O charlatão entregou
um dos gravetos ao rei e lhe garantiu que era uma varinha de formidável poder.
— Mas somente
produzirá resultados — disse o charlatão — quando o senhor se mostrar
merecedor.
Toda manhã o
charlatão e o apalermado rei saíam aos jardins onde agitavam suas varinhas e
bradavam disparates para o céu. O charlatão tinha o cuidado de executar mais
truques, de modo a manter o rei convencido da perícia do seu grande feiticeiro
e do poder das varinhas que tinham lhe custado tanto ouro.
Certa manhã, quando
o charlatão e o rei apalermado faziam floreios com suas varinhas, pulavam em
círculos e entoavam rimas sem sentido, uma grande gargalhada chegou aos ouvidos
do rei. Babbitty, a lavadeira, apreciava o rei e o charlatão da janela de sua
casinha, e gargalhava com tanto gosto que não tardou a desaparecer de vista,
fraca demais para continuar de pé.
— Devo parecer muito
indigno para fazer a velha lavadeira dar tantas risadas — disse o rei. Ele
parou de pular e agitar a varinha e enrugou a testa.
- Estou cansado de
praticar! Quando estarei pronto para realizar feitiços régios diante dos meus
súditos, feiticeiro?
O charlatão tentou
tranquilizar seu discípulo, assegurando-lhe que logo seria capaz de feitos
mágicos surpreendentes. Porém, as gargalhadas de Babbitty incomodaram o rei
mais do que o
charlatão imaginava.
— Amanhã — disse o
rei —, convidaremos nossa corte para assistir ao seu rei realizar mágicas!
O charlatão viu que
chegara a hora de apanhar seu tesouro e fugir.
Ai
de mim, será impossível! Esqueci-me de informar Vossa Majestade que preciso
sair amanhã em uma longa viagem...
Se
você deixar este palácio sem a minha permissão, feiticeiro, minha Brigada de
Caçadores de Bruxos o perseguirá com os seus cães! Amanhã de manhã você me
ajudará a realizar mágicas diante dos nossos lordes e damas, e se alguém rir de
mim, mandarei decapitá-lo!
O rei entrou enfurecido
no palácio, deixando o charlatão só e amedrontado. Agora nem toda a sua astúcia
seria capaz de salvá-lo, pois não poderia fugir nem tampouco ajudar o rei com a
magia que nenhum dos dois conhecia.
Procurando uma
válvula para aliviar seu medo e raiva, o charlatão se aproximou da janela de
Babbitty, a lavadeira. Espiando para dentro da casa, viu a velhinha sentada à
mesa, encerando uma varinha. Em um canto às suas costas, os lençóis do rei
estavam se lavando sozinhos em uma tina de madeira.

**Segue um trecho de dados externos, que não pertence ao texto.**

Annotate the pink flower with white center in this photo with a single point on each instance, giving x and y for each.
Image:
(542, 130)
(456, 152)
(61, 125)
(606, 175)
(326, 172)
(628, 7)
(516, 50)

O charlatão compreendeu imediatamente
que Babbitty era uma bruxa genuína, e que, tendo lhe causado aquele terrível
problema, poderia também resolvê-lo.
— Sua bruxa velha! — berrou o
charlatão. — Sua gargalhada me custou caro! Se não me ajudar, vou denunciá-la,
e você é que será despedaçada pelos cães do rei!
A velha Babbitty sorriu para o
charlatão e tranquilizou-o, dizendo que faria tudo em seu poder para ajudá-lo.

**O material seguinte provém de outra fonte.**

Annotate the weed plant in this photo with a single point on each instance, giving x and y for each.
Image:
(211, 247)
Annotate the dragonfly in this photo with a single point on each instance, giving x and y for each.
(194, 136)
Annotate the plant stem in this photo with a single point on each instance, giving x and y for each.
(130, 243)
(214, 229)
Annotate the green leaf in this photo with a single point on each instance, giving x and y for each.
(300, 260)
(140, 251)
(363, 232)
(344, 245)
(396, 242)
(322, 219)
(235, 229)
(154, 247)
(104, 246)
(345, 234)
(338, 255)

O charlatão lhe deu instruções para
se esconder em uma moita enquanto o rei apresentava o seu espetáculo de magia,
e para
executar os feitiços
do rei sem que ele soubesse. Babbitty concordou com o plano, mas fez uma
pergunta.
— E, meu senhor, se o rei tentar um
feitiço que Babbitty não seja capaz de realizar?
O charlatão zombou.
— A sua mágica é superior à
imaginação daquele tolo — garantiu-lhe o homem e se retirou para o castelo
muito satisfeito com a própria esperteza.
Na manhã seguinte todos os lordes e
damas do reino se reuniram nos jardins do palácio. O rei subiu a um palco à
frente deles acompanhado pelo charlatão.
— Primeiro, farei o chapéu dessa dama
desaparecer! — anunciou o rei, apontando o seu galhinho para uma dama.
Do meio de uma moita
próxima, Babbitty apontou a varinha para o chapéu e o fez sumir. Grande foi o
espanto e a admiração da nobreza e forte o seu aplauso para o jubiloso rei.
— A seguir, farei
aquele cavalo voar! — anunciou o rei, apontando o galhinho para o próprio
ginete.
Do meio da moita,
Babbitty apontou a varinha para o cavalo e o animal se elevou no ar.
Os nobres ficaram ainda mais arrebatados e
surpresos, e, aos gritos, manifestaram o seu apreço pelo rei mágico.
—
E, agora — disse o rei, correndo o olhar ao redor em busca de uma idéia; e o
capitão de sua Brigada de Caçadores de Bruxos correu para o rei.
- Majestade — disse
o capitão — esta manhã, Sabre morreu depois de comer um cogumelo venenoso!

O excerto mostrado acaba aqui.